You can get even more if you are able to lower --n-cpu-moe to put more of the model in VRAM.
You can fuck around with batch size, context size, fa, etc.
Guess you could also quant the kv cache, but I don't recommend that.
>>
>>107398726
Projecting the refusal vector onto the orthogonal harmless direction makes sense but I'm not convinced with renormalization
>>
Outside of ERP, what do you use local models for?
>>
>>107399315
I have a browser automation + LLM bot that stalks people I don't like on Instagram
>>
>>107399315
studying, motivation, therapy, friendship, boredom
>>
>>107399162
>>107398749
>>107399195
actually now I'm more confused. these args give 2x perf, but it's not even using all of my VRAM or RAM, it's like the model is just streaming from SSD while running faster. without these args, GLM AIR totally fills 23GB VRAM and uses ~60GB RAM, but is slower.

am I leaving perf on the table due to this?
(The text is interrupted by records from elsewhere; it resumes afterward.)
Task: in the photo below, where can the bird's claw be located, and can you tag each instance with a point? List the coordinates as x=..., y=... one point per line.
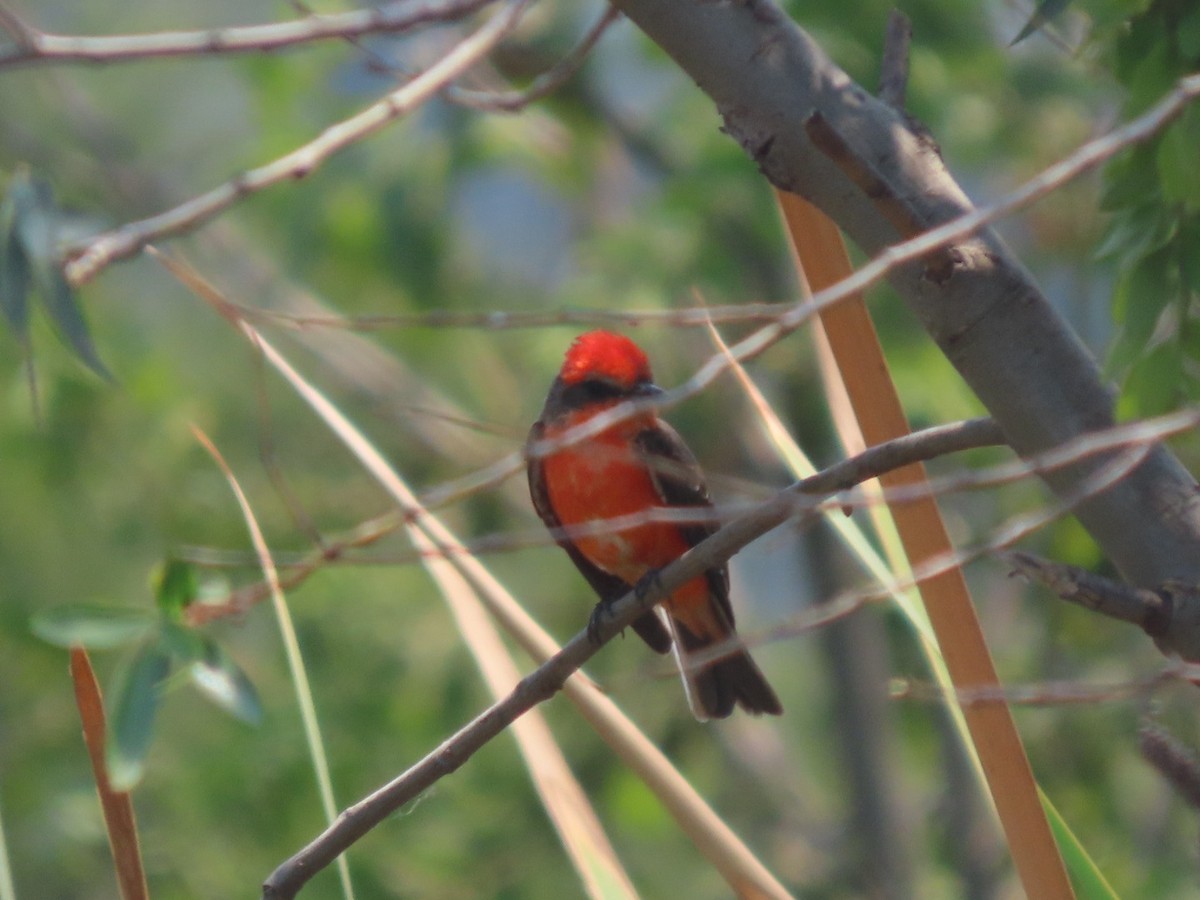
x=648, y=583
x=595, y=621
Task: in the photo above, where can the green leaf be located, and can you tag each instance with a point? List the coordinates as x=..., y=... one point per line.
x=1179, y=161
x=36, y=233
x=1155, y=384
x=1187, y=35
x=1141, y=295
x=1138, y=232
x=1131, y=180
x=131, y=724
x=15, y=275
x=225, y=683
x=175, y=587
x=96, y=628
x=1188, y=247
x=185, y=645
x=1047, y=12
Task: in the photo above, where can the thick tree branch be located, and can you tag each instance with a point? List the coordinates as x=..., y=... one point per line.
x=544, y=682
x=767, y=78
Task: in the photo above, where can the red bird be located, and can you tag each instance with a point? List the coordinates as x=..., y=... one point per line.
x=634, y=468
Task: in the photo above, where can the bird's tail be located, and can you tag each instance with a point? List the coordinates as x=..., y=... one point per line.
x=714, y=687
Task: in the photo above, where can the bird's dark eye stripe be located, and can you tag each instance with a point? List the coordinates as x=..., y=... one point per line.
x=592, y=390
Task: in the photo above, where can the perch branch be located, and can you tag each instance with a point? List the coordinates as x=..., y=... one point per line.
x=544, y=682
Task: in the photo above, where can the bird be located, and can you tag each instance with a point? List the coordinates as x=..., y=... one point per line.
x=636, y=468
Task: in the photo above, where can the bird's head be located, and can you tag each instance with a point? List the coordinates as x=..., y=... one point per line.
x=601, y=369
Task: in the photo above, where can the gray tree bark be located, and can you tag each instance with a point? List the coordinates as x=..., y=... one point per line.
x=767, y=77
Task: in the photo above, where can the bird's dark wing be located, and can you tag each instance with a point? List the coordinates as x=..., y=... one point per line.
x=609, y=587
x=681, y=483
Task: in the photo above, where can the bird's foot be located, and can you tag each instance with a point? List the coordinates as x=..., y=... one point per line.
x=649, y=583
x=595, y=621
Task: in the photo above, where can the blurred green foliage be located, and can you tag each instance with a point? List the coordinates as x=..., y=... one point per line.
x=619, y=193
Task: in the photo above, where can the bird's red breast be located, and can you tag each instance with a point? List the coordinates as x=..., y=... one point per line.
x=606, y=478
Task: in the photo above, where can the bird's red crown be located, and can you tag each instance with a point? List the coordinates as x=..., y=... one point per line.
x=604, y=354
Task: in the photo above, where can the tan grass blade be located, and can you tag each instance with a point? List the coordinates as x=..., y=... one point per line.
x=292, y=649
x=821, y=256
x=117, y=805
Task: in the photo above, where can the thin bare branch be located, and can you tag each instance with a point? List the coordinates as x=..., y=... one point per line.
x=1174, y=760
x=1049, y=694
x=501, y=319
x=1140, y=606
x=40, y=47
x=129, y=239
x=546, y=83
x=894, y=67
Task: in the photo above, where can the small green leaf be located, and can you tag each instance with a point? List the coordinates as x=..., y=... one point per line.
x=15, y=275
x=174, y=587
x=1047, y=12
x=37, y=233
x=226, y=684
x=185, y=645
x=131, y=724
x=1179, y=160
x=1141, y=295
x=1188, y=249
x=1187, y=35
x=1131, y=180
x=96, y=628
x=1137, y=232
x=1155, y=384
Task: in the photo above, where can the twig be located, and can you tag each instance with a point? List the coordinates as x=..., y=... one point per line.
x=120, y=822
x=1175, y=762
x=1143, y=607
x=1049, y=694
x=40, y=47
x=502, y=319
x=21, y=33
x=547, y=82
x=894, y=66
x=129, y=239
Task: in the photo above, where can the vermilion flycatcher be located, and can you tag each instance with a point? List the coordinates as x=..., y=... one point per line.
x=635, y=468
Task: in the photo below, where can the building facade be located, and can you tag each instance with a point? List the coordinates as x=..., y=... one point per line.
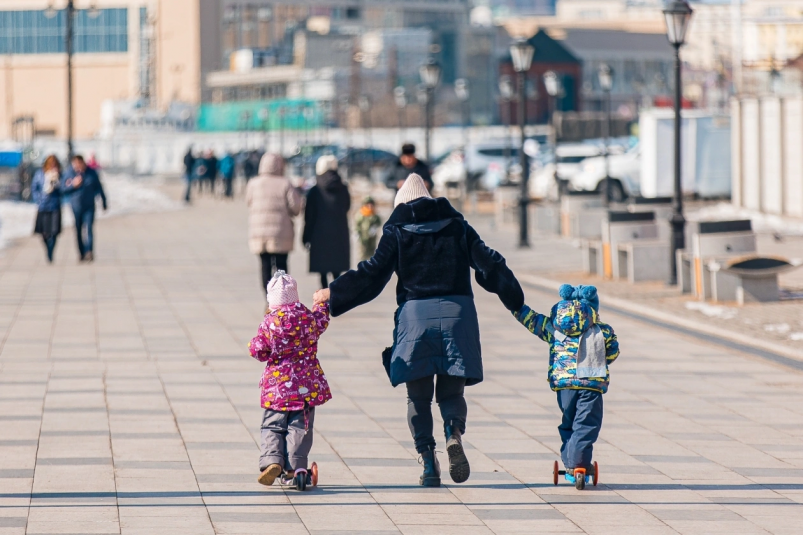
x=148, y=51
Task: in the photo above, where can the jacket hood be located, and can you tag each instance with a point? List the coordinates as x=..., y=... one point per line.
x=573, y=318
x=330, y=181
x=424, y=210
x=271, y=164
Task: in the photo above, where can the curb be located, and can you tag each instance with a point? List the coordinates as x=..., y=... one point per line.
x=733, y=340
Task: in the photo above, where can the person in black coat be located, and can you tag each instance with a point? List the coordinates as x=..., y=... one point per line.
x=432, y=250
x=326, y=224
x=408, y=163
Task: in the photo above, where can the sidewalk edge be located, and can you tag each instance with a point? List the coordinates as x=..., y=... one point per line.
x=770, y=350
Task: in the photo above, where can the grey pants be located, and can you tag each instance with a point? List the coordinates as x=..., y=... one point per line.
x=286, y=440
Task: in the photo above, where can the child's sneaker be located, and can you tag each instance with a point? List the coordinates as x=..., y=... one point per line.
x=269, y=474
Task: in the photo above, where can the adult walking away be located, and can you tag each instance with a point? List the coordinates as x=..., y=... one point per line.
x=46, y=192
x=189, y=169
x=432, y=249
x=227, y=169
x=272, y=203
x=83, y=185
x=406, y=164
x=326, y=223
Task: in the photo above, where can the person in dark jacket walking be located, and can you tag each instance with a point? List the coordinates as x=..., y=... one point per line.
x=189, y=167
x=408, y=163
x=326, y=223
x=46, y=192
x=227, y=168
x=432, y=250
x=83, y=185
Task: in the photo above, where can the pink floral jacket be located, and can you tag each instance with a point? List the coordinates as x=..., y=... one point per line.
x=288, y=341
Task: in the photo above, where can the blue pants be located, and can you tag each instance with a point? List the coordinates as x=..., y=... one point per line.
x=84, y=221
x=582, y=420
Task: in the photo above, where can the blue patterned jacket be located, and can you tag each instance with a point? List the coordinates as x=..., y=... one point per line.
x=569, y=319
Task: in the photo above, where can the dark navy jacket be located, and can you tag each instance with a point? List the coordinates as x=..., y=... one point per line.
x=82, y=198
x=432, y=250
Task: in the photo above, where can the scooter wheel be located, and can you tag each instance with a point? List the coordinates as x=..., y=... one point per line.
x=579, y=478
x=301, y=480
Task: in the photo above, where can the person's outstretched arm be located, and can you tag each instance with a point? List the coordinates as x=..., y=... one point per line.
x=101, y=192
x=259, y=346
x=320, y=312
x=611, y=343
x=534, y=322
x=492, y=273
x=361, y=285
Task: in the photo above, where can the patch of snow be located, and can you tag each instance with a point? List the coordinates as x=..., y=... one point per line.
x=761, y=222
x=780, y=328
x=712, y=311
x=125, y=196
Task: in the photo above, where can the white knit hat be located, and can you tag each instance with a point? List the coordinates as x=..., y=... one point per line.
x=282, y=290
x=412, y=189
x=325, y=163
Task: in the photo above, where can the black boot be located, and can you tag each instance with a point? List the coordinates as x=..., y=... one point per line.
x=458, y=462
x=432, y=470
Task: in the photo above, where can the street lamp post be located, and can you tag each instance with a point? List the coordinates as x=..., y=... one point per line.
x=400, y=96
x=606, y=83
x=506, y=91
x=553, y=89
x=430, y=76
x=50, y=12
x=521, y=52
x=461, y=91
x=677, y=14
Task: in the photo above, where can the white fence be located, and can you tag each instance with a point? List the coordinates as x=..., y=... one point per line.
x=146, y=152
x=767, y=155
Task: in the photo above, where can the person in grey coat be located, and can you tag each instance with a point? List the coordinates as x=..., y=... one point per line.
x=326, y=222
x=432, y=250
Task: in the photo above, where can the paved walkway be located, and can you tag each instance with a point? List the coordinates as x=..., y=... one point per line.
x=128, y=405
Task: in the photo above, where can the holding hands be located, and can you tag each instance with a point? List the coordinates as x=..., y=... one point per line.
x=321, y=296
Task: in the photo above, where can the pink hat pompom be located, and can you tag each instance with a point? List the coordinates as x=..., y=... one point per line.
x=282, y=290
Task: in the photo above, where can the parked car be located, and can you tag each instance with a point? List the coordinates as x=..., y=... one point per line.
x=367, y=162
x=625, y=174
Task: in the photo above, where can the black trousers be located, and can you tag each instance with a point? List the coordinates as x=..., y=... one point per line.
x=448, y=394
x=325, y=281
x=272, y=262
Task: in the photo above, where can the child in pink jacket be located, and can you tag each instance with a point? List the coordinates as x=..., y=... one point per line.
x=293, y=383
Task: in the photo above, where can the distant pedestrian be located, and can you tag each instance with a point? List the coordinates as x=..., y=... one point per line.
x=189, y=169
x=369, y=225
x=84, y=186
x=46, y=193
x=251, y=165
x=272, y=203
x=293, y=383
x=581, y=348
x=326, y=223
x=227, y=169
x=409, y=163
x=211, y=170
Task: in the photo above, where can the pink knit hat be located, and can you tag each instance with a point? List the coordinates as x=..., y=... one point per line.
x=282, y=290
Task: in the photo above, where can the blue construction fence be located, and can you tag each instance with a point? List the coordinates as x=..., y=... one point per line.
x=262, y=115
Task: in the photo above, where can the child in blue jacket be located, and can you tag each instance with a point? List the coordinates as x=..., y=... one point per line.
x=580, y=350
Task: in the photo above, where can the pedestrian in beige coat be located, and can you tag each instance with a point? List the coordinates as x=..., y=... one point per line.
x=272, y=202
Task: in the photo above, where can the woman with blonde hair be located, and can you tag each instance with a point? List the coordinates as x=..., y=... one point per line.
x=46, y=192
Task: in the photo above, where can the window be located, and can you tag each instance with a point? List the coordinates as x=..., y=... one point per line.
x=32, y=32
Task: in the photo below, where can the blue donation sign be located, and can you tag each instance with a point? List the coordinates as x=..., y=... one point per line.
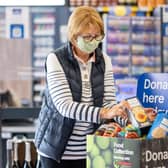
x=152, y=91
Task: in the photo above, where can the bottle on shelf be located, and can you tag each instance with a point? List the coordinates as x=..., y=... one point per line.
x=15, y=163
x=38, y=164
x=9, y=153
x=28, y=160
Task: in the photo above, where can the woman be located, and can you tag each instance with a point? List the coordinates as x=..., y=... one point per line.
x=79, y=95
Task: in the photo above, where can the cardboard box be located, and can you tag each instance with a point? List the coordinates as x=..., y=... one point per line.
x=107, y=152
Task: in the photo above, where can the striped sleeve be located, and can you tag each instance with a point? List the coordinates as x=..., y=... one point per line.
x=109, y=87
x=62, y=97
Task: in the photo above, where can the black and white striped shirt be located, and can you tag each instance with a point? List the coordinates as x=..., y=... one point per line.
x=84, y=112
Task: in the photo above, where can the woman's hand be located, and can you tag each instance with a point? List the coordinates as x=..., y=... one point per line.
x=119, y=109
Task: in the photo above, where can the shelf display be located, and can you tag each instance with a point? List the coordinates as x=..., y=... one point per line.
x=145, y=48
x=43, y=41
x=2, y=22
x=133, y=43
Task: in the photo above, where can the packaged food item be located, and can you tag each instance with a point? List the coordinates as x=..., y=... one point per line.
x=139, y=116
x=130, y=132
x=159, y=128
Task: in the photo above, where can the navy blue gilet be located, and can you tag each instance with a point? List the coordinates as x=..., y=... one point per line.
x=53, y=130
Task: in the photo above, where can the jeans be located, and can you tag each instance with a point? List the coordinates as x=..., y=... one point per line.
x=50, y=163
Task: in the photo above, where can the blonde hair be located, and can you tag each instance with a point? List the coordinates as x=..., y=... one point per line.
x=80, y=20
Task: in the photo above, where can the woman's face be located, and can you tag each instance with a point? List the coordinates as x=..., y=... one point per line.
x=88, y=40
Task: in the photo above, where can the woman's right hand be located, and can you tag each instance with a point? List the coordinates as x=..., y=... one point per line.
x=119, y=109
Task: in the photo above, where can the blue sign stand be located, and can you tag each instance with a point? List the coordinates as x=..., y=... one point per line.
x=152, y=91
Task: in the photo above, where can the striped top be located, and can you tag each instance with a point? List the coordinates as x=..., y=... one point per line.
x=84, y=113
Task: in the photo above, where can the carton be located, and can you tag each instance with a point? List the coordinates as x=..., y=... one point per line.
x=110, y=152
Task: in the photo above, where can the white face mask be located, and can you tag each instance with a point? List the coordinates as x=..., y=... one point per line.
x=87, y=47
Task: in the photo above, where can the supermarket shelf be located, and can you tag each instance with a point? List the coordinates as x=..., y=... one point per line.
x=19, y=113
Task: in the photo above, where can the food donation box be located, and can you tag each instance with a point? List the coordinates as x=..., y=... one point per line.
x=150, y=149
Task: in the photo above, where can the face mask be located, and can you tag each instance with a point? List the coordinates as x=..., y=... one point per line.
x=87, y=47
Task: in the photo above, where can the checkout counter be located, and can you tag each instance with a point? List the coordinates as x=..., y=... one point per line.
x=16, y=122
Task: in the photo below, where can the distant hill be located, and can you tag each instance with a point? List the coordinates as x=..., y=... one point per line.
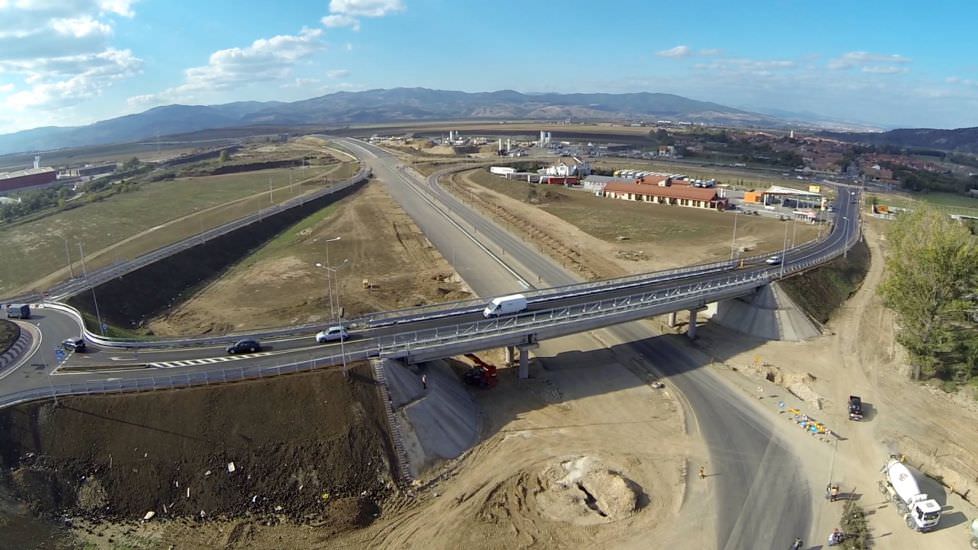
x=378, y=106
x=961, y=139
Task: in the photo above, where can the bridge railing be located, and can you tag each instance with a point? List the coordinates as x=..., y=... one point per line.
x=429, y=339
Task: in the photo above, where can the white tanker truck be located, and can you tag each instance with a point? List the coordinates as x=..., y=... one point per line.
x=921, y=512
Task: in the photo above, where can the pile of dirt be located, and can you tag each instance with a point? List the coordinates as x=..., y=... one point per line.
x=584, y=491
x=309, y=447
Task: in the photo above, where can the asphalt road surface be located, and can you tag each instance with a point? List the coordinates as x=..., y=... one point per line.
x=763, y=498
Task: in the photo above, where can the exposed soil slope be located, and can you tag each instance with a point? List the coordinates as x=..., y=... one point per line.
x=304, y=446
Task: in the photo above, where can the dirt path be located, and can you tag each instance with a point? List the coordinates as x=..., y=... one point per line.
x=859, y=356
x=583, y=425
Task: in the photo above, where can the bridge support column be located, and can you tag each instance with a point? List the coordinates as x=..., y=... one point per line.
x=524, y=369
x=691, y=331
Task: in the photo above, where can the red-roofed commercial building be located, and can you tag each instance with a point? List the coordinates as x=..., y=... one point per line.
x=679, y=195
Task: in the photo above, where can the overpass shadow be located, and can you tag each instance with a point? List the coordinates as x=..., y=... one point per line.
x=558, y=379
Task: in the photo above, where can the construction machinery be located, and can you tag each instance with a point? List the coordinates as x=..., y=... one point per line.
x=482, y=374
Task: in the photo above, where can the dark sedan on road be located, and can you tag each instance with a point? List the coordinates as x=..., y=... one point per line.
x=74, y=344
x=244, y=346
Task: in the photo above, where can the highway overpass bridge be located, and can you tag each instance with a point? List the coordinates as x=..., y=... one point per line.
x=444, y=330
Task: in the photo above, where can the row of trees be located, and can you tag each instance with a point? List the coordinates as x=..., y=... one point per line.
x=931, y=282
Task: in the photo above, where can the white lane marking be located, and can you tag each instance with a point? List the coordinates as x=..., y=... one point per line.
x=205, y=360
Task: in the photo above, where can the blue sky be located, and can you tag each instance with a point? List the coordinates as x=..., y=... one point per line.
x=893, y=64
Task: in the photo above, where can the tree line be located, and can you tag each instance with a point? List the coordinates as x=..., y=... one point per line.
x=931, y=282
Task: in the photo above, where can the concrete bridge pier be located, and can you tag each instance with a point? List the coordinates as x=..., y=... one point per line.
x=691, y=330
x=524, y=369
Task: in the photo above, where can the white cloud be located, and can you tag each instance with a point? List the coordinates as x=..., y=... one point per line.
x=118, y=7
x=65, y=81
x=678, y=51
x=862, y=60
x=885, y=69
x=366, y=8
x=333, y=21
x=80, y=27
x=748, y=66
x=346, y=13
x=60, y=51
x=264, y=60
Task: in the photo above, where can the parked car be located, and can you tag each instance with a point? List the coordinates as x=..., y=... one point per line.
x=244, y=346
x=74, y=344
x=332, y=334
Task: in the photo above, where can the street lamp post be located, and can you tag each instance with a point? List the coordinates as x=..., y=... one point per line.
x=333, y=269
x=71, y=269
x=845, y=238
x=733, y=240
x=784, y=250
x=98, y=316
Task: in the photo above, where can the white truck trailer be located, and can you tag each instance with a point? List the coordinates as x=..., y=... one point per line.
x=921, y=512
I mean, I don't mind using less memory, but it seems suboptimal.
>>
https://x.com/Stretchedwiener/status/1994850294497443971
bros? local needs to get good and needs to get good NOW
>>
>>107399368
you can gradually decrease --n-cpu-moe and get a little tiny bit of performance maybe
what you can do with the free vram is big unquantized context (128k), increase batch size (increases prompt processing speed)
>>
>>107394971
CUMMINGS ON HER THIGHS
>>
>>107399368
you can also run other things like tts and image generation in the free vram
>>
>>107399391
Local is like 90% there. Most people just use ChatGPT to cheat on their homework or as a replacement for Google. LM Studio + Brave Search is literally all they need
>>
damn, deepseek V3.2 knows what "i'm about to buss" means
>>
>>107399546
Where is the zoomie slang benchmark?
>>
>>107398749
In ooba
>GPU layers set to max
>n-cpu-moe=1000
>batch/ubatch 2048

I get 1.5 t/s compared to the 4 t/s I usually get not using n-cpu-moe with 24 layers offloaded to GPU. On a 4090 and 32gb RAM.
>>
>>107399578
nah lowkey who actually cares about lines going up on a graph??
literally all these models are mid except for like one specific use case.
mmlu scores are just astrology for tech bros no cap.
like bro call me when it stops hallucinating basic stuff instead of flexing a 0.2% increase on a math test nobody takes.
the vibes are what matters and half these "sota" models have zero aura.
massive L fr
touching grass > reading leaderboards
>>
>>107396363
> lora training
unironically >>>/h/hdg/
ldg doesn't know shit about training lora last I checked.
>>
>>107399617
Figured it out.
>max out GPU layers
>n-cpu-moe=26

11 t/s. Absolute game changer. Will probably use Air instead of Mistral Small 3.2 now. Wonder if I can squeeze out a little bit more speed.
>>
>>107399392
>>107399415
wtf then... I thought we needed to VRAMmaxx or RAMmaxx to run these models. this quant is 80GB but only taking 12GB VRAM and basically no RAM when I use these args. could I run a huge model (>=600B params) the same way then? I thought streaming from SSD is supposed to suck ass.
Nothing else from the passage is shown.